Philippus, in addition to all the Themyscirian Amazons, also possesses the ability to relieve her body of physical injury and toxins by becoming one with the Earth's soil and then reforming her body whole again. The first time Diana does this she prays to her god Gaea saying: "Gaea, I pray to you. Grant me your strength. You are the Earth who suckled me, who nurtured and bred me. Through you all life is renewed. The circle which never ends. I pray you, mother Gaea, take me into your bosom. Please, let me be worthy". During writer John Byrne's time on the comic it was stated that this is a very sacred ritual to the Themyscirians, only to be used in the most dire of circumstances.

==Other versions==
===Odyssey===
In the alternate timeline of Odyssey, Philippus was one of the few surviving Amazons that protected Wonder Woman. She was later killed by the centaur Cernunnos during battle.

===Flashpoint===
In the alternate timeline of the Flashpoint event, Philippus is protector of Wonder Woman. Later, she mistakenly killed Garth, who had been himself framed by Artemis for the murder of Hippolyta. Later, Philippus is found killed by the Atlanteans, before Artemis has bombs dropped on Themyscira.

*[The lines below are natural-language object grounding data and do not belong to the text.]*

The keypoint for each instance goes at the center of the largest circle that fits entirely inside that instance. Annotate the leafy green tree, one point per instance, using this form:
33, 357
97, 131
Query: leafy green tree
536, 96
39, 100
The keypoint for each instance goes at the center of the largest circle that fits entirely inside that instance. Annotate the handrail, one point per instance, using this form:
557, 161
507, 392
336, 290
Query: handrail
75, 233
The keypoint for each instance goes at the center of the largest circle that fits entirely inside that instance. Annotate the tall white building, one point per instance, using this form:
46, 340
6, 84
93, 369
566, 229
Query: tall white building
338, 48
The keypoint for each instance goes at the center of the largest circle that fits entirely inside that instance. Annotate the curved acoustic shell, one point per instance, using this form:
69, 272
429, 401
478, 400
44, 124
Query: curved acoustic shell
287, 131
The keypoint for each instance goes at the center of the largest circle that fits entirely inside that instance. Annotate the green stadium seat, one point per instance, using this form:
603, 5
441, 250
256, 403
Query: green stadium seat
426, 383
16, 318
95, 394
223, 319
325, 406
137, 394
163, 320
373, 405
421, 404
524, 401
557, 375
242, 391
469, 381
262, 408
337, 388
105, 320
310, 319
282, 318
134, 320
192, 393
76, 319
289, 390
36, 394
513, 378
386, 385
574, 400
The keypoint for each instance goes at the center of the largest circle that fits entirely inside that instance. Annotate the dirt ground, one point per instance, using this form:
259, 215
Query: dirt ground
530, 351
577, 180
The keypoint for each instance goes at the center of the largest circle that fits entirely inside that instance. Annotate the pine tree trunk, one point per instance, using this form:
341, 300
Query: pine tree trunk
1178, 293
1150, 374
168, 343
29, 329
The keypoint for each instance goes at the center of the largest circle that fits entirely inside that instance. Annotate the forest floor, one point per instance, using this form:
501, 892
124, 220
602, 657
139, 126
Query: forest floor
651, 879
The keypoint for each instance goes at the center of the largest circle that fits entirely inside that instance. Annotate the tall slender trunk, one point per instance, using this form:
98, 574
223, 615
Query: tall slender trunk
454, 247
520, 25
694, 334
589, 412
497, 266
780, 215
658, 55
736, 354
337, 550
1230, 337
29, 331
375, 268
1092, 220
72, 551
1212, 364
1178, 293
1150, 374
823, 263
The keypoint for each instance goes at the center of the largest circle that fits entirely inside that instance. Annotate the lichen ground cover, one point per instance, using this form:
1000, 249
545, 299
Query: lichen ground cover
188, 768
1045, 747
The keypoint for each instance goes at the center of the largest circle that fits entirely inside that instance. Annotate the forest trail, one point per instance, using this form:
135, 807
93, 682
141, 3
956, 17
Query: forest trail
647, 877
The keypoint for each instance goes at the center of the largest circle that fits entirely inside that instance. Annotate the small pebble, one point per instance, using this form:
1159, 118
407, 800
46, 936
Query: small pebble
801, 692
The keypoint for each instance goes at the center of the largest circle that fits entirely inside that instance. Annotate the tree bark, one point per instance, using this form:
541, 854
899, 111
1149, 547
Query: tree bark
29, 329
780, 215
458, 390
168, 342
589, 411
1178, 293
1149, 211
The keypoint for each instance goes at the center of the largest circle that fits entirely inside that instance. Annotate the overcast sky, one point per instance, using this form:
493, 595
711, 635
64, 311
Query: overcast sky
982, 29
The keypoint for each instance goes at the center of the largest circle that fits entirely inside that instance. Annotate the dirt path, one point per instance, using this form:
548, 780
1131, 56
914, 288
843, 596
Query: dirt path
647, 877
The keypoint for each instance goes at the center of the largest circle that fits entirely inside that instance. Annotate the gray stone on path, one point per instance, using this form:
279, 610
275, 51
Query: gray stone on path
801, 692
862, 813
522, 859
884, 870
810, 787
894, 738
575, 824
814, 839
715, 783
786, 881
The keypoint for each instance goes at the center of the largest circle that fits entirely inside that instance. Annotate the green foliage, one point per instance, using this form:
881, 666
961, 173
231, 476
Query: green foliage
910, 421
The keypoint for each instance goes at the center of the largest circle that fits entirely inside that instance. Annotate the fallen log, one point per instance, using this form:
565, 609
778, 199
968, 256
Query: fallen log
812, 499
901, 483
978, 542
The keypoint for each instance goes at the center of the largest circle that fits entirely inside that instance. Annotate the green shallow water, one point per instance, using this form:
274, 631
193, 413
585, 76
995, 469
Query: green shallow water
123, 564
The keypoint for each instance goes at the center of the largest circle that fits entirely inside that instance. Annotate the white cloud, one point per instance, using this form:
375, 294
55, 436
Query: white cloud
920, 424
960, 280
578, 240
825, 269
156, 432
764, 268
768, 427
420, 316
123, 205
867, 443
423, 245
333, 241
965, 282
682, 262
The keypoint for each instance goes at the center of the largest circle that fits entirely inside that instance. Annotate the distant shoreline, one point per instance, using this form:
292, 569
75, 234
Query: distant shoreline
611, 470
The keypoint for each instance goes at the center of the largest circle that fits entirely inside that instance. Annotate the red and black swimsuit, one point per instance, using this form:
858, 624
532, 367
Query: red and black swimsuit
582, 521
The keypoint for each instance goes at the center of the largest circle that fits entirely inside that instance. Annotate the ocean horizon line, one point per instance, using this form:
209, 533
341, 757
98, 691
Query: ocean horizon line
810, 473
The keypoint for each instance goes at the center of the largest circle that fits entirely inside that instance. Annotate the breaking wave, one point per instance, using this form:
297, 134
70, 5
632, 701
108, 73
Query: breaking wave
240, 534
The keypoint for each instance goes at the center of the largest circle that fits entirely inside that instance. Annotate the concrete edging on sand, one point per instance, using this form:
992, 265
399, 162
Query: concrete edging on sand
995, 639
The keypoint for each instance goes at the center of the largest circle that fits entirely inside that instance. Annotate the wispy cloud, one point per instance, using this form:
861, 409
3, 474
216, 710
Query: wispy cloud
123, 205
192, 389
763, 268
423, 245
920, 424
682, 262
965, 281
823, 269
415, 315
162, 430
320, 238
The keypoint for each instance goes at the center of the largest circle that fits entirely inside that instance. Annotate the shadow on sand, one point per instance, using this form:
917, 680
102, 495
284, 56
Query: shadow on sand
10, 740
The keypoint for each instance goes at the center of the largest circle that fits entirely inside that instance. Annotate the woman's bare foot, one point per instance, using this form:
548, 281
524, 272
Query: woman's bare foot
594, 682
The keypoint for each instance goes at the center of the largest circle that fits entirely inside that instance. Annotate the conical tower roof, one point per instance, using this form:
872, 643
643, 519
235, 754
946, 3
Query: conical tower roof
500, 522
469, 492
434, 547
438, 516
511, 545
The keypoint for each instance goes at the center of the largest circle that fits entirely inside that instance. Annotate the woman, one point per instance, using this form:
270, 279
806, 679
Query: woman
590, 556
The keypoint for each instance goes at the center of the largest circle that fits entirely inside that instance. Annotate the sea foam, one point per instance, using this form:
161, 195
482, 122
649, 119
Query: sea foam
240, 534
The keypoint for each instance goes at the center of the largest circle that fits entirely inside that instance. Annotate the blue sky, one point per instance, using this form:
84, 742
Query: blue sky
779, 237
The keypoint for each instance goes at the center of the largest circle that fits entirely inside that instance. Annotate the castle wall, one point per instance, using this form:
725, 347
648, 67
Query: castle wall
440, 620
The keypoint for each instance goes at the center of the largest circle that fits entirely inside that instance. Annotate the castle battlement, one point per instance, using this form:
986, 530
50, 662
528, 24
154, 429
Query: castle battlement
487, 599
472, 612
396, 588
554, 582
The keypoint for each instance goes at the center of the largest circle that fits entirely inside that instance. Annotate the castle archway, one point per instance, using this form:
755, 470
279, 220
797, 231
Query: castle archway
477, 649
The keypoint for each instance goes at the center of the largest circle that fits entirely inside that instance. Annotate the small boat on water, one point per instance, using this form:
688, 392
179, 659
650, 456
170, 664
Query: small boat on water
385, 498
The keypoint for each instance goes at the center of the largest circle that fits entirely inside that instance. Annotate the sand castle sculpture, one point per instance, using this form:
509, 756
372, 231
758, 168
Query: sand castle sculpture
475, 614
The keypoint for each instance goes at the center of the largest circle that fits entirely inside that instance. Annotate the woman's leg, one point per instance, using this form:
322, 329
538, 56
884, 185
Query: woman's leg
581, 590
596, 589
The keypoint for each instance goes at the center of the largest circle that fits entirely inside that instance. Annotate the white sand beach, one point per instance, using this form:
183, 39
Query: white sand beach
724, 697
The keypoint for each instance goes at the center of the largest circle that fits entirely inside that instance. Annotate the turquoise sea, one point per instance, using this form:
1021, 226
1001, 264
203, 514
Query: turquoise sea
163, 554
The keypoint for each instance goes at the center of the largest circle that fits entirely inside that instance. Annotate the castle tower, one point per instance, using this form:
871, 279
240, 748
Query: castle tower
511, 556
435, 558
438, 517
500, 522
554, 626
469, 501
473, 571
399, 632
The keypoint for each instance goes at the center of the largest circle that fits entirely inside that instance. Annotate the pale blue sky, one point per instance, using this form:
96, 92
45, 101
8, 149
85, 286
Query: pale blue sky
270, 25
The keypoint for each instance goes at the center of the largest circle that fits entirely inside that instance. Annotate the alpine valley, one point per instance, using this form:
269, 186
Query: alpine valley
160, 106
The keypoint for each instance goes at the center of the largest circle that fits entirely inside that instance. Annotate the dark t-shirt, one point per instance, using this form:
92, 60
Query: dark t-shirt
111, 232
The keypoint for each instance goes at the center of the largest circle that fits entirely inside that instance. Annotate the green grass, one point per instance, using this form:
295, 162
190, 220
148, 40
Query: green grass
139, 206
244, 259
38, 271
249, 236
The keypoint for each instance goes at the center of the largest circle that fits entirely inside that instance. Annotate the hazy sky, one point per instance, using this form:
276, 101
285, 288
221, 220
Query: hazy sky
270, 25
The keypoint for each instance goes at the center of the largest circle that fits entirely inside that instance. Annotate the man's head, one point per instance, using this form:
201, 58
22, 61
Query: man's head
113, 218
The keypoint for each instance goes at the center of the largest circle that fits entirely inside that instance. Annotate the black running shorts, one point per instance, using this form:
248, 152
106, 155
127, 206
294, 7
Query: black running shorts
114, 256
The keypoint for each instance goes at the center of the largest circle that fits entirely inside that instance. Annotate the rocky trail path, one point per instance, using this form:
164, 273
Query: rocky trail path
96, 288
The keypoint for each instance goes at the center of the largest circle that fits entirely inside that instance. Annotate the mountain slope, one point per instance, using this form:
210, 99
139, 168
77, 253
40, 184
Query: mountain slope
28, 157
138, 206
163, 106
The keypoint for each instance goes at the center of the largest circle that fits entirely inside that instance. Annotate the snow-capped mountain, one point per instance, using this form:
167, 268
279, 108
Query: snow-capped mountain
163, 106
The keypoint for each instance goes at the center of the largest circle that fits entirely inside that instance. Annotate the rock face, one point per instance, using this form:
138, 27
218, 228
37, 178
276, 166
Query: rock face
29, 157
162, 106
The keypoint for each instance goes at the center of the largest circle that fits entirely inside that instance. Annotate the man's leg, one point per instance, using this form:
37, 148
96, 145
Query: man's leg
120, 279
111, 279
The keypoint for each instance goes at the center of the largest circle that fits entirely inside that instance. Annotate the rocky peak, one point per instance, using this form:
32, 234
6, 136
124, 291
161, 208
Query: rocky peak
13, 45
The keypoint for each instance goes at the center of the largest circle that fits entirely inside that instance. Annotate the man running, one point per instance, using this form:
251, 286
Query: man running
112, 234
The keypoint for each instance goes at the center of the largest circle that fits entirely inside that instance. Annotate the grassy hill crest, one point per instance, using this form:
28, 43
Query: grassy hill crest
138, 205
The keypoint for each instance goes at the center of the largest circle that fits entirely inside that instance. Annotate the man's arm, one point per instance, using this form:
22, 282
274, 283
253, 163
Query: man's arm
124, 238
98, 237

===The Legend of Wonder Woman===
Philippus appears in this alternate re-telling of Wonder Woman's origins.

===Injustice: Gods Among Us===
Philippus appears in the comic series based on the Injustice 2 video game. She is also a former lover of Menalippe.

==In other media==
===Television===
- Philippus appears in Justice League (2001), voiced by Julianne Grossman.

===Film===
- Phillipus appears in the DC Extended Universe films Wonder Woman (2017), Justice League (2017), and Zack Snyder's Justice League (2021), portrayed by Ann Ogbomo.